Der deutsche Vizekanzler Robert Habeck (Grüne) hatte die Demonstration im Vorfeld kritisiert. „Jeder, der bei Sinnen und Verstand ist, wünscht sich Frieden“, sagte der deutsche Wirtschaftsminister am Freitagabend in einem ARD-„Brennpunkt“. Wagenknecht und die ihr folgenden Leute wollten aber etwas als Frieden verkaufen, das ein „imperialistischer Diktator“ Europa aufzwinge. Wenn sich das durchsetze, wäre das eine Einladung an Putin, die nächsten Länder zu überfallen.

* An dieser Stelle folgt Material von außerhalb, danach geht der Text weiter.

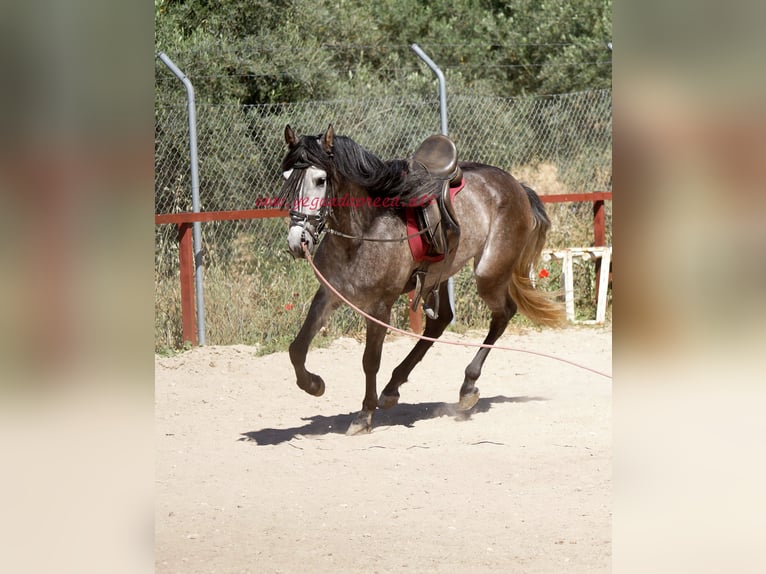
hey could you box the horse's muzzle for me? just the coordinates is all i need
[287,225,313,258]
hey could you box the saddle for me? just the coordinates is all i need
[408,134,463,320]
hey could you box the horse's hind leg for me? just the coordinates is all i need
[379,283,453,409]
[459,280,517,411]
[289,286,339,397]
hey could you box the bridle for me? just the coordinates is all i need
[285,160,331,247]
[325,224,435,243]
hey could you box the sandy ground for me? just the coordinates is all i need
[156,326,611,573]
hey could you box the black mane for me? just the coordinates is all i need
[280,132,438,206]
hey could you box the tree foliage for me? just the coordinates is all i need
[155,0,611,104]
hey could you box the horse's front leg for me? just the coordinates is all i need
[289,286,339,397]
[346,315,389,435]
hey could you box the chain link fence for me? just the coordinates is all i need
[155,90,611,351]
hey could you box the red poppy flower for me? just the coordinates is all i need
[538,268,550,278]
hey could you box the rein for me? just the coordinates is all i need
[325,220,437,243]
[301,242,612,380]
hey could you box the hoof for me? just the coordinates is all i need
[457,387,479,411]
[308,374,326,397]
[346,411,373,435]
[298,373,325,397]
[378,392,400,409]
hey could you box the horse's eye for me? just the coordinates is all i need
[315,177,326,187]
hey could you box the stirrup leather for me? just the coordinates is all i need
[409,134,464,321]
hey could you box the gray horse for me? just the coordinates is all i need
[280,125,564,434]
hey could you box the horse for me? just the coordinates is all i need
[279,124,564,435]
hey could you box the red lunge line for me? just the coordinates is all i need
[301,244,612,380]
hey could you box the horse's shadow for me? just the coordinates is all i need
[239,394,546,446]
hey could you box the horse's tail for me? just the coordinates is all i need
[508,184,567,327]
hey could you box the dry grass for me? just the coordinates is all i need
[155,256,607,353]
[514,161,572,196]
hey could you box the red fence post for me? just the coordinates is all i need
[593,199,606,247]
[177,222,197,346]
[408,291,423,333]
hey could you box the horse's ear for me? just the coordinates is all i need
[284,124,297,147]
[322,124,334,154]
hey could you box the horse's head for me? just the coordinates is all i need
[281,124,335,258]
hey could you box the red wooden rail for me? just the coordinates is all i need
[155,209,288,225]
[155,192,611,345]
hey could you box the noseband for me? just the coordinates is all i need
[289,209,326,244]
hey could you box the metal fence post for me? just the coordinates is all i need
[157,52,207,346]
[411,43,456,323]
[411,44,448,136]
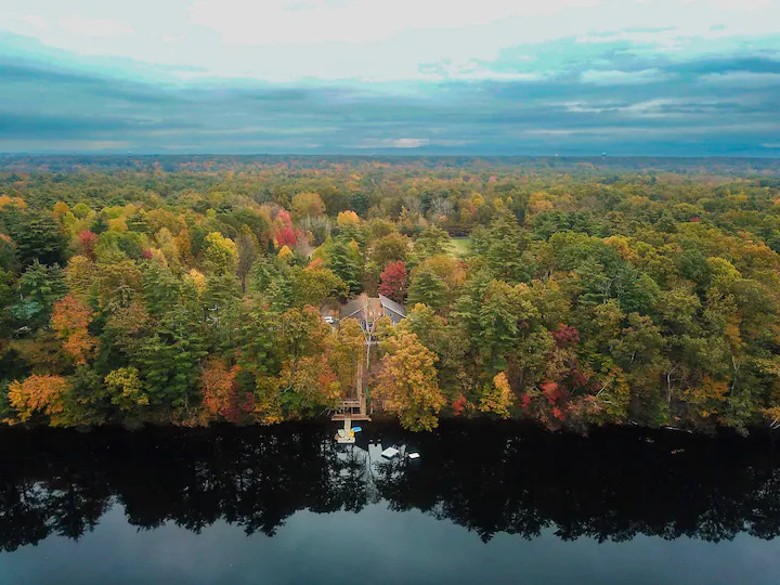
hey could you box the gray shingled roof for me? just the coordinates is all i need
[378,294,406,317]
[339,298,364,320]
[339,295,406,323]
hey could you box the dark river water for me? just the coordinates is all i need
[1,421,779,584]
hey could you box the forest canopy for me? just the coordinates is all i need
[2,155,780,434]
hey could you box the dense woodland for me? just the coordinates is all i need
[2,156,780,433]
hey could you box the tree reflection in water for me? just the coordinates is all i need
[1,421,779,552]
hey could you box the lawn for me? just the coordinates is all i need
[449,236,471,257]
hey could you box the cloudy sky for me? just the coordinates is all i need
[1,0,779,155]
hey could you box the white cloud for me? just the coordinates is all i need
[714,0,773,8]
[420,59,543,82]
[356,138,430,149]
[188,0,601,45]
[2,0,780,82]
[561,99,686,117]
[20,15,50,30]
[353,138,469,149]
[580,68,664,84]
[559,102,612,114]
[59,17,134,38]
[620,98,679,116]
[525,129,578,136]
[700,72,780,85]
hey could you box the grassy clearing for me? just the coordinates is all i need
[449,236,471,257]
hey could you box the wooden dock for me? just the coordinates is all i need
[331,332,371,423]
[331,364,371,422]
[332,413,372,422]
[331,395,371,422]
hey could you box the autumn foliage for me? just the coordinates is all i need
[452,394,468,416]
[378,260,408,303]
[78,230,99,259]
[479,372,513,419]
[200,358,253,423]
[51,294,96,365]
[3,159,780,435]
[375,330,445,431]
[275,226,298,248]
[336,210,360,226]
[274,209,299,247]
[8,375,70,425]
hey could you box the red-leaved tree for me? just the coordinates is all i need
[378,260,408,303]
[78,230,98,260]
[275,225,298,247]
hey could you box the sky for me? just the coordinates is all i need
[1,0,779,156]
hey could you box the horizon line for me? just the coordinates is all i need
[2,152,780,160]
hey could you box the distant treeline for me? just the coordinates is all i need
[2,154,780,176]
[2,158,780,432]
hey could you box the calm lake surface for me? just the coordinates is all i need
[1,421,779,584]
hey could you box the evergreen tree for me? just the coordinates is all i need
[407,269,447,310]
[9,212,67,266]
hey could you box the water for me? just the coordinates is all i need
[1,421,779,584]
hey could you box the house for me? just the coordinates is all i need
[339,293,406,328]
[330,294,406,423]
[377,294,407,325]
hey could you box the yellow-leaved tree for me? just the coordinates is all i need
[336,210,360,227]
[203,231,238,274]
[375,330,445,431]
[479,372,513,419]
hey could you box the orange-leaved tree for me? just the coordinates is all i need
[8,375,70,426]
[51,293,96,365]
[200,358,252,424]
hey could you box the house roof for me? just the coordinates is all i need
[378,294,406,317]
[339,294,406,322]
[340,296,382,321]
[340,298,366,320]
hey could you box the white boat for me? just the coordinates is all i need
[381,446,400,459]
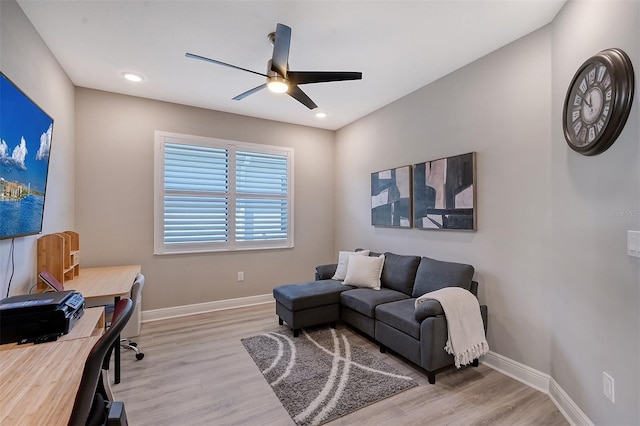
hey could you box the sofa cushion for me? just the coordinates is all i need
[380,252,421,295]
[343,254,385,290]
[273,280,354,311]
[340,288,409,317]
[332,250,370,280]
[375,299,421,340]
[411,257,474,298]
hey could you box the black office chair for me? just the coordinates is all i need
[120,273,145,360]
[69,298,133,426]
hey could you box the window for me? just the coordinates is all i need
[154,131,293,254]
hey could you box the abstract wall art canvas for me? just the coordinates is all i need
[413,152,476,231]
[371,165,412,228]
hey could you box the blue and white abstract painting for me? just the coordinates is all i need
[371,165,412,228]
[413,152,476,231]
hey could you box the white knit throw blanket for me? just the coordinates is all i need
[415,287,489,368]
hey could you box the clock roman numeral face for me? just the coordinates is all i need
[566,60,613,148]
[573,94,582,106]
[597,65,606,82]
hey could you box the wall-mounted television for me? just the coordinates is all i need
[0,72,54,240]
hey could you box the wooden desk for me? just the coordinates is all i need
[67,265,141,299]
[66,265,141,384]
[0,307,104,425]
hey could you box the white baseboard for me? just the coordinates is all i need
[141,293,274,322]
[481,351,592,426]
[481,351,550,394]
[549,377,594,426]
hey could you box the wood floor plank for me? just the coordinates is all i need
[111,303,567,425]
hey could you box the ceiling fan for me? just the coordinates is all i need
[185,23,362,110]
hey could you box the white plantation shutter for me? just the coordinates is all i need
[236,151,288,241]
[155,132,293,254]
[163,143,228,245]
[164,195,228,243]
[164,143,227,192]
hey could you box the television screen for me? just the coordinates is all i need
[0,72,54,240]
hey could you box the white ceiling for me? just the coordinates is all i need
[17,0,566,130]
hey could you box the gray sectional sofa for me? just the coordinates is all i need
[273,250,488,384]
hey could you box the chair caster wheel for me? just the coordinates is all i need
[136,353,145,360]
[129,342,138,347]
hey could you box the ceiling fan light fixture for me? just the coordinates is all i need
[267,76,289,93]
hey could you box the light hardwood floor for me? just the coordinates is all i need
[113,303,567,425]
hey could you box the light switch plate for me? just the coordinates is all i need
[628,231,640,258]
[603,372,615,403]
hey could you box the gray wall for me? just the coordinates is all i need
[0,0,75,297]
[74,88,336,311]
[550,1,639,424]
[335,24,553,373]
[335,0,639,424]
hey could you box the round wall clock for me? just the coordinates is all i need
[562,48,635,156]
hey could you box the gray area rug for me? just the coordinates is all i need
[241,327,417,426]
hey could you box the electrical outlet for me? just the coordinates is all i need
[603,372,615,403]
[237,271,244,282]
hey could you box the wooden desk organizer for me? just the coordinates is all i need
[37,231,80,290]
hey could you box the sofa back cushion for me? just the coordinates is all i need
[412,256,474,297]
[380,252,421,295]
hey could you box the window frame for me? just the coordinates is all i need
[154,131,294,255]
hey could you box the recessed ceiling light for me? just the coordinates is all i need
[315,111,328,119]
[122,72,144,82]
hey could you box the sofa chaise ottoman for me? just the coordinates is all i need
[273,280,354,337]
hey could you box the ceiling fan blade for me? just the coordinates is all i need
[232,84,268,100]
[288,85,317,110]
[271,23,291,77]
[185,52,267,78]
[287,71,363,85]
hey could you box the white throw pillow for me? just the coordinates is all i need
[332,250,370,280]
[343,254,385,290]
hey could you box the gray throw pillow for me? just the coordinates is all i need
[411,257,474,298]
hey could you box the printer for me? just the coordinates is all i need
[0,290,85,344]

Auch FDP-Chef Christian Lindner kritisierte den Aufruf heftig. „Putins Aggression verharmlosen, Waffenlieferungen ablehnen. Keine Hilfen – nur Forderungen nach diplomatischen Lösungen“, schrieb der deutsche Finanzminister auf Twitter. Der Protestaktion müsse man „deutlich entgegnen: Wer der Ukraine nicht zur Seite steht, steht auf der falschen Seite der Geschichte.“

SPD und Linke grenzen sich auch ab

Führende Politiker von SPD und Linke grenzten sich ebenfalls ab. Der SPD-Fraktionsvorsitzende Rolf Mützenich sagte der „Rheinischen Post“ (Samstag-Ausgabe): „Die Sichtweise von Frau Wagenknecht ist nicht meine.“ Es wäre aus seiner Sicht gut gewesen, wenn der Aufruf eine stärkere Abgrenzung gegenüber radikalen Strömungen gehabt hätte. Mützenich sagte aber auch, man müsse anerkennen, dass Teile der Bevölkerung eine noch stärkere Orientierung auf Friedensgespräche wünsche.

Auch Linken-Parteichefin Janine Wissler kritisierte den Aufruf zur Veranstaltung. Der Umgang mit der Mobilisierung in rechten Kreisen mache ihr Sorgen. „Da hat der Aufruf eine Leerstelle“, sagte Wissler den Funke-Zeitungen.

Gysi für Forderungen, warnt vor AfD-„Übernahme“

Der Linken-Politiker Gregor Gysi stellte sich dagegen im Vorfeld hinter die Demo und deren Forderungen. Gysi betonte zugleich, man müsse darauf achten, dass die AfD das Ganze nicht zu ihrer Kundgebung mache.